Il semblait fulminer. Krinn parut pris de cours mais se joint néanmoins à son compères en prononçant les mêmes paroles. L'acte de sang était utilisé à plusieurs fin : lorsqu'on voulait prouver sa valeur, afin de sceller une promesse, pour prendre la place d'un chef ou, comme ici, pour départager deux parties s’accusant mutuellement. Nul besoin était, en général, d'aller jusqu'à la mort durant un acte de sang. Mais pour une accusation de traîtrise, cela semblait indiqué. Une voix féminine parla pour le conseil :

- Zardoc, tu peux te choisir quelqu'un qui partagera ton sort car tes accusateurs sont deux et tu es seul. C'est ton droit.
- Il est déjà choisis et il est déjà là.
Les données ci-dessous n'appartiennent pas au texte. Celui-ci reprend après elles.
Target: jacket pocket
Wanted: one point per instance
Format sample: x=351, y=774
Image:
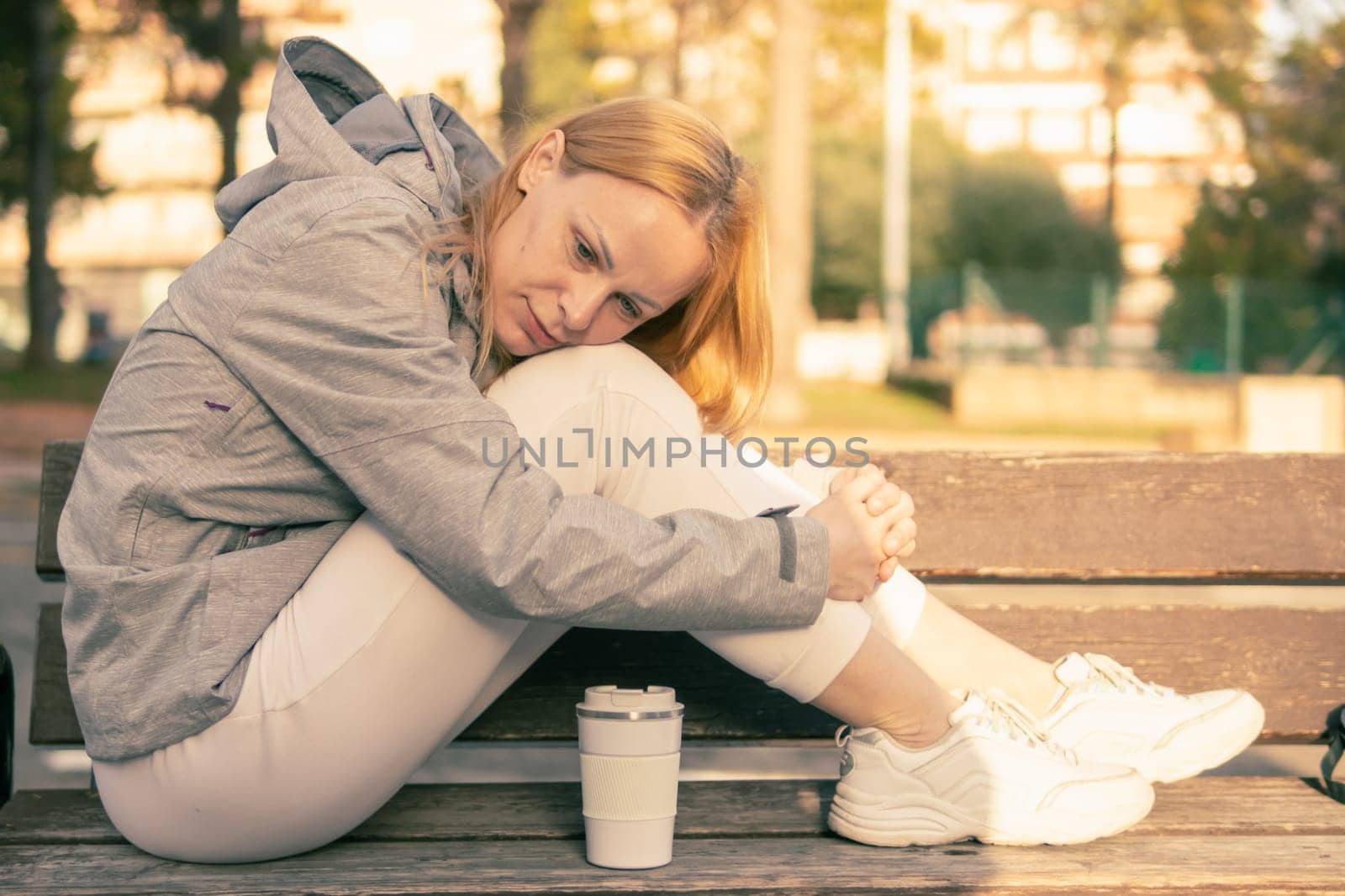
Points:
x=228, y=416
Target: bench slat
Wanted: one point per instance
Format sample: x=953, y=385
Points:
x=1289, y=658
x=1125, y=515
x=1056, y=517
x=58, y=470
x=1188, y=864
x=1199, y=806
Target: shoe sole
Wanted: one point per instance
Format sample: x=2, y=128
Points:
x=927, y=821
x=1239, y=723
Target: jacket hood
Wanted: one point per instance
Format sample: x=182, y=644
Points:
x=329, y=118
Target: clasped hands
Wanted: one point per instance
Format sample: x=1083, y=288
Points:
x=871, y=524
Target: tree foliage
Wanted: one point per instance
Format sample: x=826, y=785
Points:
x=1284, y=233
x=215, y=34
x=73, y=165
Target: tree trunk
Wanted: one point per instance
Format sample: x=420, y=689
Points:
x=1114, y=98
x=676, y=81
x=515, y=27
x=228, y=105
x=789, y=198
x=44, y=288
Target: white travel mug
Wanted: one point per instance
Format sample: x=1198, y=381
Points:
x=630, y=754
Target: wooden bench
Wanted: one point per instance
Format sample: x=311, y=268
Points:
x=984, y=519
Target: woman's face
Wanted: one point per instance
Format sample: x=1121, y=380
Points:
x=585, y=259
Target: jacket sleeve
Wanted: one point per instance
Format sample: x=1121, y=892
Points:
x=347, y=351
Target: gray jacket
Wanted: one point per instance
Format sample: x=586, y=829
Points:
x=293, y=378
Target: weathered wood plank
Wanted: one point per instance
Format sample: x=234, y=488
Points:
x=1052, y=517
x=1289, y=658
x=1122, y=864
x=58, y=470
x=1199, y=806
x=1125, y=515
x=7, y=730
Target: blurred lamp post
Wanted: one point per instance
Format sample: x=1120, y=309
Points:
x=896, y=183
x=1232, y=288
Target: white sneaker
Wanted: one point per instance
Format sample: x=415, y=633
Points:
x=1107, y=714
x=993, y=777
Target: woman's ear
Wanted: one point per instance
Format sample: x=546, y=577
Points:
x=544, y=161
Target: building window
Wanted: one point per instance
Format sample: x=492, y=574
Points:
x=1051, y=46
x=1056, y=132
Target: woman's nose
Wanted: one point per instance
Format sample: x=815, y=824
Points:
x=580, y=304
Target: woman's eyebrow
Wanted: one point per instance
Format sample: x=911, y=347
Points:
x=607, y=252
x=607, y=257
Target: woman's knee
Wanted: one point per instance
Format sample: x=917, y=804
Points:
x=542, y=387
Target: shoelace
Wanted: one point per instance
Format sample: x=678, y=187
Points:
x=1002, y=716
x=1008, y=717
x=1122, y=678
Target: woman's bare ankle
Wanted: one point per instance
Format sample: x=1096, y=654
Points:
x=921, y=727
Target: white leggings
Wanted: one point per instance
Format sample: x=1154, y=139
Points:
x=370, y=669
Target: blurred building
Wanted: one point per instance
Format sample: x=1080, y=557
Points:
x=1020, y=74
x=163, y=161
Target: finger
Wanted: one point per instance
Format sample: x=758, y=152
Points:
x=864, y=486
x=899, y=535
x=887, y=497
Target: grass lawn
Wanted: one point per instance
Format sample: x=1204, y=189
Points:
x=71, y=382
x=833, y=407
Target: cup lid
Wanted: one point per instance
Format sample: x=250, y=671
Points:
x=609, y=701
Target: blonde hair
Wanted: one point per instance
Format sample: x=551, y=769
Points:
x=716, y=343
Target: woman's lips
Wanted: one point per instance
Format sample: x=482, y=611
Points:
x=537, y=333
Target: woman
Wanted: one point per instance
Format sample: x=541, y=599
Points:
x=291, y=519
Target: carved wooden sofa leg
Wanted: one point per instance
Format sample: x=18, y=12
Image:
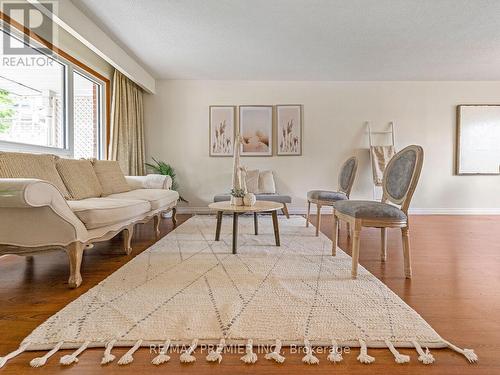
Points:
x=157, y=221
x=128, y=232
x=75, y=255
x=174, y=216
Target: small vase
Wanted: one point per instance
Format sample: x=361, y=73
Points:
x=249, y=199
x=236, y=201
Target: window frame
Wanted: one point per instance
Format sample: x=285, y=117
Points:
x=70, y=65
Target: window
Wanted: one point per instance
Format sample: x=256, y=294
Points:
x=49, y=104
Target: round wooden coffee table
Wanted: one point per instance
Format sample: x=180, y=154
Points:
x=259, y=206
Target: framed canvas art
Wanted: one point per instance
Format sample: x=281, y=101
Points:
x=289, y=129
x=256, y=128
x=478, y=139
x=222, y=121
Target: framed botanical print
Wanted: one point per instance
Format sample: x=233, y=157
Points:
x=289, y=129
x=222, y=120
x=478, y=139
x=256, y=128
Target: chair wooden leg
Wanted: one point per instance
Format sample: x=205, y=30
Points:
x=174, y=216
x=335, y=234
x=355, y=250
x=318, y=219
x=383, y=244
x=308, y=213
x=75, y=255
x=157, y=221
x=128, y=232
x=285, y=211
x=405, y=232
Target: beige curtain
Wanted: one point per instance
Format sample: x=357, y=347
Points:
x=127, y=126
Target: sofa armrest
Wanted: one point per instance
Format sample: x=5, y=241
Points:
x=150, y=181
x=34, y=213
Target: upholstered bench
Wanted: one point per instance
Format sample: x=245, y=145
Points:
x=274, y=197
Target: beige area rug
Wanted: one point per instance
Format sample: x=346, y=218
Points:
x=188, y=289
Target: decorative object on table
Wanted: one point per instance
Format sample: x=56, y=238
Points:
x=400, y=181
x=160, y=167
x=327, y=197
x=261, y=183
x=249, y=199
x=262, y=206
x=289, y=129
x=342, y=317
x=256, y=128
x=222, y=120
x=237, y=196
x=478, y=139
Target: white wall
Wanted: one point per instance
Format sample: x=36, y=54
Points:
x=334, y=114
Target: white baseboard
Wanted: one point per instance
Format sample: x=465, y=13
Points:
x=328, y=210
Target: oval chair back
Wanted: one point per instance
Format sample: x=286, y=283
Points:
x=401, y=176
x=347, y=175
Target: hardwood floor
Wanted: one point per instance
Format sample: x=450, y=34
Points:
x=455, y=287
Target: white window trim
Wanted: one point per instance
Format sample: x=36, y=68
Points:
x=68, y=119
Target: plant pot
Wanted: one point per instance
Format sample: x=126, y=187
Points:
x=236, y=201
x=249, y=199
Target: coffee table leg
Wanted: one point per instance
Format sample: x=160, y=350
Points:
x=276, y=228
x=235, y=232
x=217, y=228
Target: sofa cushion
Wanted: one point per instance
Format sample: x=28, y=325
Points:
x=101, y=212
x=79, y=178
x=23, y=165
x=110, y=176
x=158, y=198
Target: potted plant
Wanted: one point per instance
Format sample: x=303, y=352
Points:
x=160, y=167
x=237, y=196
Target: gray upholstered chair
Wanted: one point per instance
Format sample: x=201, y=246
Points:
x=328, y=198
x=399, y=182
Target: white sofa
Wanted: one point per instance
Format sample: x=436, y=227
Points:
x=35, y=215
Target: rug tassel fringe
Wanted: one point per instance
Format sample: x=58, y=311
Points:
x=187, y=356
x=363, y=356
x=275, y=355
x=467, y=353
x=335, y=354
x=162, y=357
x=425, y=357
x=309, y=358
x=216, y=355
x=250, y=356
x=128, y=356
x=107, y=357
x=73, y=357
x=21, y=349
x=41, y=361
x=398, y=357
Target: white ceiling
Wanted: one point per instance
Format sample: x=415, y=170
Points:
x=306, y=39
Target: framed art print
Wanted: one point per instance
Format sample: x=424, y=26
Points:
x=222, y=121
x=289, y=129
x=256, y=128
x=478, y=139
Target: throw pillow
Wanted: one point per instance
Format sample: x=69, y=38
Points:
x=23, y=165
x=110, y=176
x=266, y=183
x=79, y=178
x=252, y=180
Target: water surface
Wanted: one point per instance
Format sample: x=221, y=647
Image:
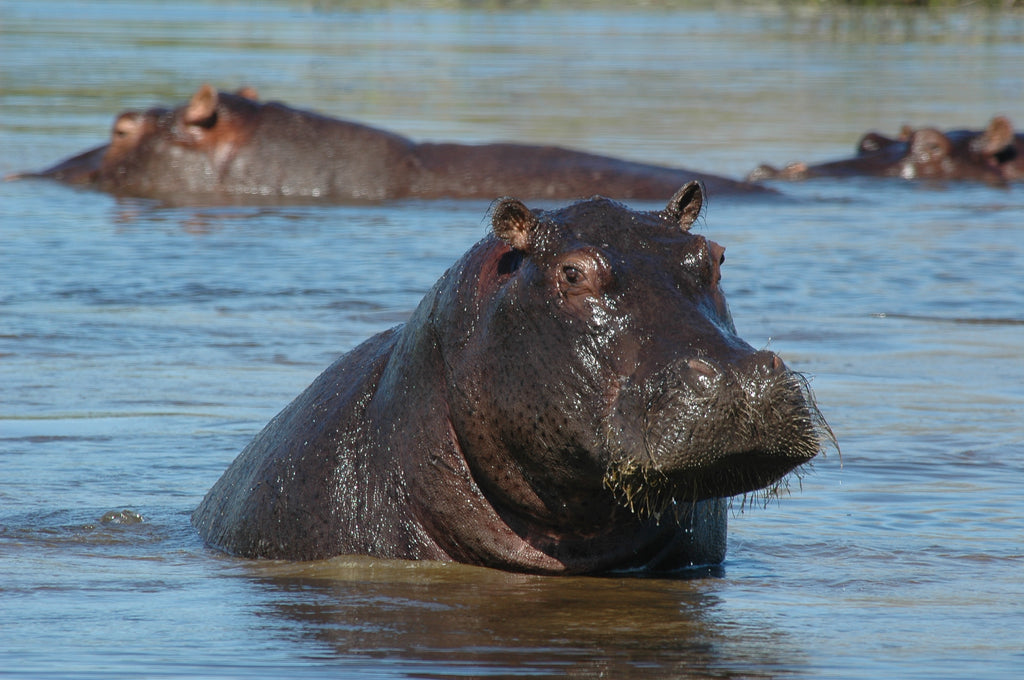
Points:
x=142, y=346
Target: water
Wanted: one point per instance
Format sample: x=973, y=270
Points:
x=141, y=347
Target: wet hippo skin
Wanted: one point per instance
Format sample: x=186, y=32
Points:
x=569, y=397
x=221, y=146
x=994, y=155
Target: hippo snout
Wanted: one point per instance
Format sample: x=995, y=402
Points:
x=702, y=428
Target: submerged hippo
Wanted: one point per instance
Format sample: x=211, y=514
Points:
x=223, y=146
x=569, y=397
x=994, y=155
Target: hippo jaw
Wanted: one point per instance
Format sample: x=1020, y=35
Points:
x=701, y=432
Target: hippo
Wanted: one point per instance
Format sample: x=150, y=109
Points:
x=992, y=155
x=570, y=396
x=231, y=147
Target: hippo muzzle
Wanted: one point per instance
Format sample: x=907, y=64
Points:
x=700, y=429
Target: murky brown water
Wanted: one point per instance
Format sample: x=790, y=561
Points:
x=141, y=347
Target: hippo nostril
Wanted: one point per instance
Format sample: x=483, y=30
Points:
x=702, y=368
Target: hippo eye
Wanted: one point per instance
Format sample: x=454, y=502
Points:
x=571, y=274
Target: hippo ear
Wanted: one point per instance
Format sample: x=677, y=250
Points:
x=202, y=109
x=685, y=206
x=514, y=223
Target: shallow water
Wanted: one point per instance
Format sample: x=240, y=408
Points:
x=141, y=347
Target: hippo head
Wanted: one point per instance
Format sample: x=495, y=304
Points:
x=603, y=362
x=162, y=152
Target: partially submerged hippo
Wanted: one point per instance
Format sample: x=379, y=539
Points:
x=571, y=396
x=222, y=146
x=994, y=155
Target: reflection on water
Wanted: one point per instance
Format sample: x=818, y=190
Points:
x=141, y=347
x=452, y=619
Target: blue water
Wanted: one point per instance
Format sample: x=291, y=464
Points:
x=142, y=346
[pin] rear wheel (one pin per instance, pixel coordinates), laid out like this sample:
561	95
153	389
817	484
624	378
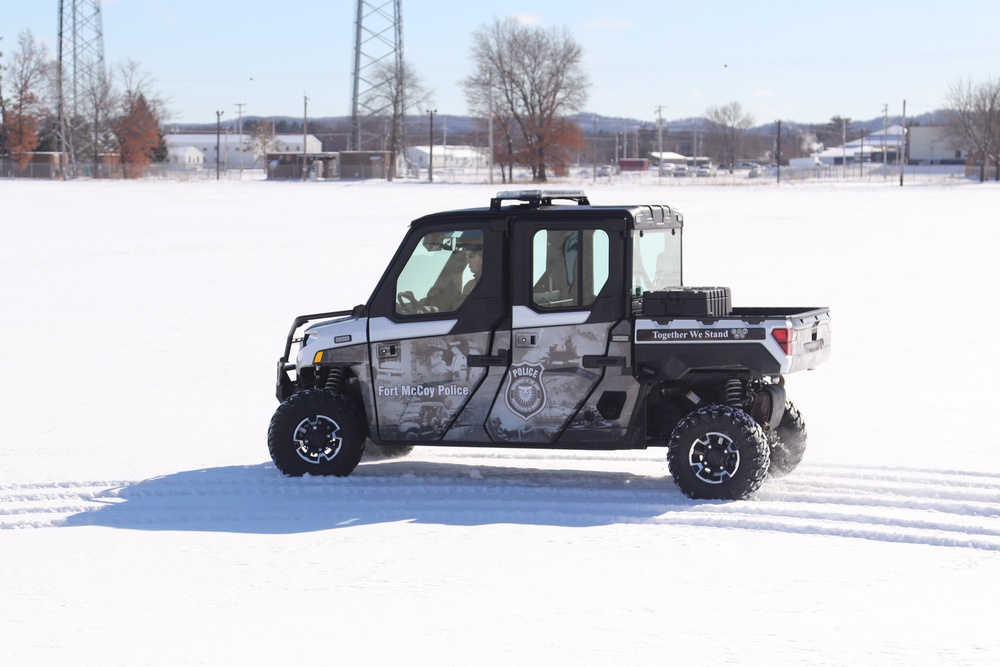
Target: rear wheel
788	442
718	453
316	431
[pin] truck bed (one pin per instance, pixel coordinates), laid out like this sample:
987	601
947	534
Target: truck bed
763	340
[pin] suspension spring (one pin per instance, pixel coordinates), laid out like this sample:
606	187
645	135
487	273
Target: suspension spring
734	393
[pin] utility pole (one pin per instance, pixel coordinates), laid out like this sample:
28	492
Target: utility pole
843	145
491	127
659	139
777	152
305	117
218	132
430	159
902	140
885	137
595	147
378	41
239	124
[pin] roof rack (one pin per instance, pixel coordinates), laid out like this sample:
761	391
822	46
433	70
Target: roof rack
536	198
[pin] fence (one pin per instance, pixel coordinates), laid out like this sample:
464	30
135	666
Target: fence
577	175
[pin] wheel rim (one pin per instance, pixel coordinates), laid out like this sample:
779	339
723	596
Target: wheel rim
316	439
714	458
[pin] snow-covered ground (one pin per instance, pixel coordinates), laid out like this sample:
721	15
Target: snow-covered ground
140	327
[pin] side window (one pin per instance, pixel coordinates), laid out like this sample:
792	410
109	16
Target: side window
569	267
440	273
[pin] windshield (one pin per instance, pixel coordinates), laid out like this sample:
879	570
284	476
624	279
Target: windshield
656	260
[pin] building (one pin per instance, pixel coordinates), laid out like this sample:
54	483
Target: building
931	145
448	157
235	151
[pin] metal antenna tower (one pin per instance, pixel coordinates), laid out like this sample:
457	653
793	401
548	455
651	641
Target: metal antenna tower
378	43
84	89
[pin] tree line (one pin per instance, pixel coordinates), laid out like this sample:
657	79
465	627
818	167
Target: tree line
526	90
117	113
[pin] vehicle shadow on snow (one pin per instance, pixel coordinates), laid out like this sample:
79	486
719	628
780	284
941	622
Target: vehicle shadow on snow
259	499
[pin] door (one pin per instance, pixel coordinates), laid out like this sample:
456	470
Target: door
567	296
432	331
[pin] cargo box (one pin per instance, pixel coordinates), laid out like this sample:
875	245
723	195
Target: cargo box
688	302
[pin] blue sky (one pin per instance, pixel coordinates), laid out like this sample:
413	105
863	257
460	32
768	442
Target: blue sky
781	60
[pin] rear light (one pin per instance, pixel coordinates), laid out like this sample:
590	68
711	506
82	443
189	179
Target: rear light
784	339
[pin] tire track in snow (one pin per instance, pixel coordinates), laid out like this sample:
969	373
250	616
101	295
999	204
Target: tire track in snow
950	508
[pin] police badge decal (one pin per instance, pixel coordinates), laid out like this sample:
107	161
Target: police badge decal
525	394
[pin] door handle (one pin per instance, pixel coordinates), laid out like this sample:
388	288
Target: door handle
500	359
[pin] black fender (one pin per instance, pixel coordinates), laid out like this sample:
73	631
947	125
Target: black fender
768	405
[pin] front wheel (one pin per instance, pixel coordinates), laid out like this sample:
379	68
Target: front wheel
718	453
316	431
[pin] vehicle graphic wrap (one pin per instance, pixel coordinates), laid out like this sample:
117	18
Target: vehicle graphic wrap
421	384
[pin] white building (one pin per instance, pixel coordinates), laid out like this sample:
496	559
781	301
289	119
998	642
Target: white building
931	145
448	157
232	152
867	148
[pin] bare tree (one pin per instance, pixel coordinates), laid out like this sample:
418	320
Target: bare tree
730	125
261	139
24	110
396	90
973	119
528	78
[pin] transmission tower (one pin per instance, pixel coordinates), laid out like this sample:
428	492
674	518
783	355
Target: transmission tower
378	43
84	89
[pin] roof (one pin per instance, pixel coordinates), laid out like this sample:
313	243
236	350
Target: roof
553	202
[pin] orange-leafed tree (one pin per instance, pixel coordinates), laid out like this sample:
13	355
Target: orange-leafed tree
23	109
138	135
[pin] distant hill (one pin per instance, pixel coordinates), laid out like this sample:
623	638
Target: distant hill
605	124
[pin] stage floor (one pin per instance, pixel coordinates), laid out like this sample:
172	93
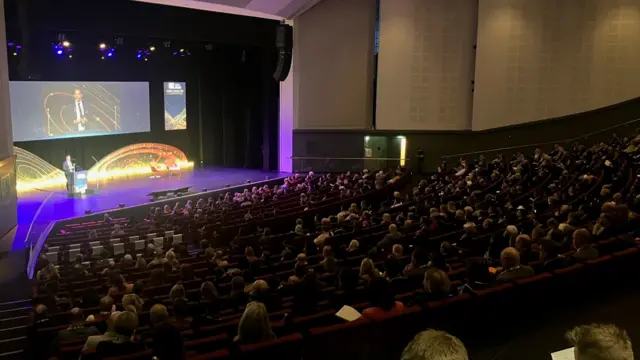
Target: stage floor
132	191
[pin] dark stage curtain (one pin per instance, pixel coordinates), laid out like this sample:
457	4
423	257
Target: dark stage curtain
232	99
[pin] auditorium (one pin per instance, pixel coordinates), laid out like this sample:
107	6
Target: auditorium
319	179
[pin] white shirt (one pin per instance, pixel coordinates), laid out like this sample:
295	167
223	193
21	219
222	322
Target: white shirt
80	115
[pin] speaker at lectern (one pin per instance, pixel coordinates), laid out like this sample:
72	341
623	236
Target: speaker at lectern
78	183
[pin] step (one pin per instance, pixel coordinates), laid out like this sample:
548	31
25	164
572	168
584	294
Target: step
13	344
13	332
14	321
12	355
15	312
15	304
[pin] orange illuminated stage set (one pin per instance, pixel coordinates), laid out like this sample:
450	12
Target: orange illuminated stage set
33	173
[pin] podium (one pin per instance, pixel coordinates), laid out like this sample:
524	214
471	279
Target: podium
77	182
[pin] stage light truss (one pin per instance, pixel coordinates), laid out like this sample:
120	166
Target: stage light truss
33	173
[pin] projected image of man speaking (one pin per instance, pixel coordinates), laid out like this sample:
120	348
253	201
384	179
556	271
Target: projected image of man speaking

Il va entre sous la tente sous peu.

A ces mots un guerrier panthère entra. Malgré son masque d'os, tous reconnurent l'aide de camp personnel de Zardoc. Kern était son nom. Un mastodontes parmi les siens. Ses deux pairs de griffes, au visage de panthère, couvraient ses mains et semblaient trancher l'air à chacun de ses gestes. Il salua le conseil et se tint à proximité de Zardoc. Le général paraissait encore plus malingre et petit à ses côtés. On entama les paroles rituel dans une longue litanie. On invoqua le regard de ciel-père et la miséricorde de terre-mère. On répéta les accusations qui portaient sur chacune des parties. On les enjoins ensuite à se faire face dans l'arène judiciaire sous la tente qui consistait en un cercle plan tracé dans la terre. Les adversaires préparèrent leurs armes. Krinn portait une espèce de long marteau de guerre à pointe acérée. Son allonge était terrible. Une arme artisanal de son crue. Erac avait opté pour une masse ornée de plume rouge et de peinture rouge. L’emblème de son ost était gravée dans la tête en fer de son arme. L'on avait apporté à Zardoc ses deux sceptres jumeaux en bois. L'un était vert, l'autre jaune. Tout deux était orné de multiple cornes. Kern n'avait pas quitté ses griffes. Les combattants se saluèrent et se bénir, selon l'usage, invoquant l'eau qui relie le ciel et la terre. Krinn se campa sur ses jambes massives dans une posture défensive, près à bondir. Erac se tenait derrière lui et se concentrait sur sa fureur qui mainte fois l'avait aidé à vaincre. Zardoc soupesait ses sceptres, songeur tandis que Kern attendais à côté de lui, les bras ballant, creusant des sillons dans le sol avec ses griffes.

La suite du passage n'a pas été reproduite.